Free Market Fundamentalist Opinion

Getting the Government Out of Health Care

One year after Obamacare, it’s clearer than ever that health care needs less government, not more.

On the one year anniversary of the president’s health reform effort, more Americans than ever favor repeal of “Obamacare.” That alone would not free the health insurance market from government interference, though.

Massive government intervention in the health-care industry preceded Obamacare and so distorted market incentives and competition that today, half of all health-care spending in the United States is government spending. It is why America’s health care system is broken and why more government won’t fix it.

In anticipation of Obamacare’s full implementation, private insurers are already raising premiums. Medicare and Medicaid spending are expected to skyrocket in the next decade. Medicaid alone grew by nearly 10 percent in 2009 as people lost their jobs and with it, their health insurance and because Democrats expanded coverage for children of the working poor.

With tens of millions of Americans dependent on their government for health care and tens of millions more joining their ranks under the new health reform law, the entitlement mentality that presumes health care to be a “right” will likely be amplified in the years ahead.

Health care cannot be a right for it requires that others provide it.

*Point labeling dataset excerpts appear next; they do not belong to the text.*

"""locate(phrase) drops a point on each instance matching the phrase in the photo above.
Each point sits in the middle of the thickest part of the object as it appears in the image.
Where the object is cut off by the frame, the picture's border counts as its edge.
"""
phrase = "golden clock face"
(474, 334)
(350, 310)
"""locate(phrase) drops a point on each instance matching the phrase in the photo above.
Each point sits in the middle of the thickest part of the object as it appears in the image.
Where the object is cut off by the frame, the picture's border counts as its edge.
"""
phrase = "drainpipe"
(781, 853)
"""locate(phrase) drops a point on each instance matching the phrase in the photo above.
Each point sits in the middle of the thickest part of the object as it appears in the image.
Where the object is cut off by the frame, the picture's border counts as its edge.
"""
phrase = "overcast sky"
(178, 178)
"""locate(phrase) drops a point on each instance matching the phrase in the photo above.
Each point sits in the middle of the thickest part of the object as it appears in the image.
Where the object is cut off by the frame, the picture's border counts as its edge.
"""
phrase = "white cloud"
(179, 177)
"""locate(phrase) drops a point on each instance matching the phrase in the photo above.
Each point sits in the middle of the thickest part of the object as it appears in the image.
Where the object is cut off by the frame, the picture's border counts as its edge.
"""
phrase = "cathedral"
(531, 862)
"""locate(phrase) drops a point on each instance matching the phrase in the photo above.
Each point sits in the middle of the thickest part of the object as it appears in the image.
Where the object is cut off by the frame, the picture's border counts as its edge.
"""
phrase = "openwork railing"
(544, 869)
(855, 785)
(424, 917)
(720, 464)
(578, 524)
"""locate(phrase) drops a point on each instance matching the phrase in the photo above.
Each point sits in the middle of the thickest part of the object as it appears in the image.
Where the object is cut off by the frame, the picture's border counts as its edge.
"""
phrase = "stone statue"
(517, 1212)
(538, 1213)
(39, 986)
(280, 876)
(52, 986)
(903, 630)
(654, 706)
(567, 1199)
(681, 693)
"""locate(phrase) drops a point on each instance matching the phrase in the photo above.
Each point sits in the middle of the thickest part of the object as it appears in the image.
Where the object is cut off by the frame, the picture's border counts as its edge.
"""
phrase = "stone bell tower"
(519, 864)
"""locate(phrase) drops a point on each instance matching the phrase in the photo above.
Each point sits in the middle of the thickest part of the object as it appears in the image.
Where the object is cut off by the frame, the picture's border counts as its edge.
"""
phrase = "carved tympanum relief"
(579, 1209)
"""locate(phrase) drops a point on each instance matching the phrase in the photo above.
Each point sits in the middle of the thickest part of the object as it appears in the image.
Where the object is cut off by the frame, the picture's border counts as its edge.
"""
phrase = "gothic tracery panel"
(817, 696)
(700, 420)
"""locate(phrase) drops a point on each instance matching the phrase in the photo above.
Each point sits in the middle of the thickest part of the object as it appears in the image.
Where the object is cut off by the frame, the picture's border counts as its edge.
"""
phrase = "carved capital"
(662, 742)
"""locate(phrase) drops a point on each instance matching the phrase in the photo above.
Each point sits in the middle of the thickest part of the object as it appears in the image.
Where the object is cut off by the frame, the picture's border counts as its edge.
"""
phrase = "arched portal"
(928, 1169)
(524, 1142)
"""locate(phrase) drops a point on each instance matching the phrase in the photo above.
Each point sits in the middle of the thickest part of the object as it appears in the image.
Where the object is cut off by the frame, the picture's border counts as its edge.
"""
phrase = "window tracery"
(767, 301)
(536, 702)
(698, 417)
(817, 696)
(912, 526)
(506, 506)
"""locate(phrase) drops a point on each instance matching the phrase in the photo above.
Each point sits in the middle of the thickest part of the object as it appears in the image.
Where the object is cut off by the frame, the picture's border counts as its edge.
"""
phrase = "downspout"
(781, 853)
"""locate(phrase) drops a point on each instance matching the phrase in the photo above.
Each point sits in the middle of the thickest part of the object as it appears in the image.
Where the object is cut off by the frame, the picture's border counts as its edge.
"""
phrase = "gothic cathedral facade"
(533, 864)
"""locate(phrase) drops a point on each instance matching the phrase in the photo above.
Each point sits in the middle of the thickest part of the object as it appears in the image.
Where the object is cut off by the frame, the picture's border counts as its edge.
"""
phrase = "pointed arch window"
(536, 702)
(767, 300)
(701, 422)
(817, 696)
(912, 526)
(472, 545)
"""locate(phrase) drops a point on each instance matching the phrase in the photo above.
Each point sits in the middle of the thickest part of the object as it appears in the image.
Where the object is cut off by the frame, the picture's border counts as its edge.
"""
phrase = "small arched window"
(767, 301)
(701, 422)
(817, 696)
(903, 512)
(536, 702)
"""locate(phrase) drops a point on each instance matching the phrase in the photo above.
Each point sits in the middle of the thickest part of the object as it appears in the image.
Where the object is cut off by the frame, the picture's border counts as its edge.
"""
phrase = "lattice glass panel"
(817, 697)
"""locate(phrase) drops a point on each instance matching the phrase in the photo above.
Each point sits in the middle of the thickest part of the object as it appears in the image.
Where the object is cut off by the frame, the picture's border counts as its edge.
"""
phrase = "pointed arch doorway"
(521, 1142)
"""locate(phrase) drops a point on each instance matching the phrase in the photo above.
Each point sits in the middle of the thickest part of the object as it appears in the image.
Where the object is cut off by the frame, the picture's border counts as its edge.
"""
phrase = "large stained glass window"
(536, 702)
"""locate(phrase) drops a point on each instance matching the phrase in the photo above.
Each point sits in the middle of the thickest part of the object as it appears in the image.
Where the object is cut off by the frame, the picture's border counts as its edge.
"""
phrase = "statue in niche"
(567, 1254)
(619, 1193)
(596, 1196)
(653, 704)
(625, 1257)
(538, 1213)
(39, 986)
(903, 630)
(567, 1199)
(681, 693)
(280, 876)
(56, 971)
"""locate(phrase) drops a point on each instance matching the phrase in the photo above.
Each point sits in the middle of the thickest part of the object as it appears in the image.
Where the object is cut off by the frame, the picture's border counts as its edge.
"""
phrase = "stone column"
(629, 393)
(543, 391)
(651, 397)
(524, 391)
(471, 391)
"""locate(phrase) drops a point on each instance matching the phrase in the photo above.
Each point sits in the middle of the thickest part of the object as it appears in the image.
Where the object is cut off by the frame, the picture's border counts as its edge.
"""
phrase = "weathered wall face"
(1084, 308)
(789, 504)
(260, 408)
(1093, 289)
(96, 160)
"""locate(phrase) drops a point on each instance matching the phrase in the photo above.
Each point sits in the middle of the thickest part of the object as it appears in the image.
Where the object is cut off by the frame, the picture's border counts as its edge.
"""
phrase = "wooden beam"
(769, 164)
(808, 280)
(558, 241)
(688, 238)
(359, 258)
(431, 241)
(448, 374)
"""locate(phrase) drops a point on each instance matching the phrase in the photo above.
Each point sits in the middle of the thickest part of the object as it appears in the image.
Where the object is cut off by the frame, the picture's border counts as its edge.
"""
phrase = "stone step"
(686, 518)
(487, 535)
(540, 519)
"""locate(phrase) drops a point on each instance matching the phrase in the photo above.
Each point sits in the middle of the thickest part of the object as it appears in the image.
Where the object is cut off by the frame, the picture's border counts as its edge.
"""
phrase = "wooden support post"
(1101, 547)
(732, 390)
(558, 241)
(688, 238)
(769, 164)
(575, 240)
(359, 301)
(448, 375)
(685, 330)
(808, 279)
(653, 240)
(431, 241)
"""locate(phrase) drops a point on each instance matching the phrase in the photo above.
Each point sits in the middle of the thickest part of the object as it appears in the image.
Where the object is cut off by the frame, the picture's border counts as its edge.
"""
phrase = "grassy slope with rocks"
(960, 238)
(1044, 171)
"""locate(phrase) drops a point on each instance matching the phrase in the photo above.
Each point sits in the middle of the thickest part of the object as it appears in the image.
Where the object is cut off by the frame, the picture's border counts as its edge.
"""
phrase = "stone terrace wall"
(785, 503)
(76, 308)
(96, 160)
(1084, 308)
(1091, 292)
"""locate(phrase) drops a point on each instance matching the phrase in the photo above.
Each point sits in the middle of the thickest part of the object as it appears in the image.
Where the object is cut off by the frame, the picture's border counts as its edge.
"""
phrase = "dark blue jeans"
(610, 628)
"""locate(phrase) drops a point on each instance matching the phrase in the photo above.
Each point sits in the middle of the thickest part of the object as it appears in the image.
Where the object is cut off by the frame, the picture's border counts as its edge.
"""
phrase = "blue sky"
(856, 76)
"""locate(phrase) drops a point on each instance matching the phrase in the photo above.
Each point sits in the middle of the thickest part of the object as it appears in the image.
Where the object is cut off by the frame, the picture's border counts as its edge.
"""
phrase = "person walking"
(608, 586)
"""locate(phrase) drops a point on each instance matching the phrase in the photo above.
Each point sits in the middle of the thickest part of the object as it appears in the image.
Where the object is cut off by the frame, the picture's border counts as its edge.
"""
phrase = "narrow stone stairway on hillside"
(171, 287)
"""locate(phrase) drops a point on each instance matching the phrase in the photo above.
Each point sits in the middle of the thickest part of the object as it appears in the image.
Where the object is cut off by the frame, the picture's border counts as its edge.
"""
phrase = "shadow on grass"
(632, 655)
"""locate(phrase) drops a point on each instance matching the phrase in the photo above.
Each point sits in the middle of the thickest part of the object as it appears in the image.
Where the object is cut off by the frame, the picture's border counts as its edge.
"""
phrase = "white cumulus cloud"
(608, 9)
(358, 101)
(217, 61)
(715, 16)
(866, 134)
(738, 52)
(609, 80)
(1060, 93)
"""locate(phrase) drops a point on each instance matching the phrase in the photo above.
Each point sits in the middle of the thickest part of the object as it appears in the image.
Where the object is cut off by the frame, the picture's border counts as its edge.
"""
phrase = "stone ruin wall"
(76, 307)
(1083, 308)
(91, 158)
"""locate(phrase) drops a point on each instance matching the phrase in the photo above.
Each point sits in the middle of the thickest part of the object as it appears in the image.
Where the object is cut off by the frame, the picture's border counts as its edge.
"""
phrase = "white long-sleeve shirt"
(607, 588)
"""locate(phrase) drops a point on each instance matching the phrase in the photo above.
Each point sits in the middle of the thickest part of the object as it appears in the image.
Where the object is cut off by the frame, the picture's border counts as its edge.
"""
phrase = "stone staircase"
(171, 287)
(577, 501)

Doctors should not be forced by law to do their job if they chose not to.

There is no reason to suppose that more regulation will fix the problems caused by regulation in the first place. The only viable and the only righteous alternative is to privatize health care entirely.

As Grace-Marie Turner, president and founder of the Galen Institute said on the Fox Business Network’s Freedom Watch Wednesday, people “need to be consumers.”

If patients chose their own doctor and doctors chose their patients, people will receive the best care their money can buy, with the doctor’s voluntary consent. It might leave millions irresponsible and uninsured but without government coercion, health care can be affordable.